Which Assets Are Eligible For Division In A Pennsylvania Divorce?

If you are getting divorced, the division of property is probably high on your list of concerns. After all, no one wants to give up property, and having to split it with an ex can be particularly painful. However, dividing assets is an unavoidable aspect of every Pennsylvania divorce.

While you cannot avoid this process, you can make it a little easier on yourself by knowing what to expect. For instance, it can be helpful to know which property is eligible for distribution.

Marital property

In accordance with state equitable distribution laws, only property that is categorized as marital property will be eligible for distribution.

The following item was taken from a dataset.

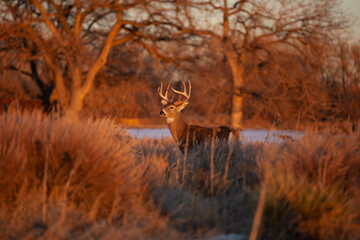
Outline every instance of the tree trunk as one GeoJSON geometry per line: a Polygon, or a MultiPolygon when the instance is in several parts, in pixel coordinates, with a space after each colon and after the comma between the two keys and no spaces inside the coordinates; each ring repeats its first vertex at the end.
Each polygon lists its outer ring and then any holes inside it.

Marital property includes property purchased or accumulated during the marriage, like the marital home, debts and money earned by either spouse. Home furnishings, cars and even pets are considered marital property as well.

Separate property

Separate property, on the other hand, generally will not be eligible for distribution. This is property that is owned by one spouse, either because he or she entered the marriage with it or because it was gifted only to that individual. Separate property typically includes inheritances, family heirlooms gifted to one person and other property owned by one person before the marriage.

Co-mingled assets

Things can get a little tricky when people co-mingle assets. This refers to the mixing of separate and marital assets. For instance, if you own a cabin before you get married, it would be separate property. However, it could become marital property if you use money from shared accounts to make improvements or pay the mortgage. 

Proper categorization crucial to getting a fair settlement

It is not always easy to know if property is separate or marital, and you should not guess or make assumptions. Proper categorization of property will have a considerable impact on your divorce settlement and what is considered fair, or equitable with regard to distribution. Because of this, it is vital that you thoroughly examine all assets with your attorney to get an understanding of what will be divided.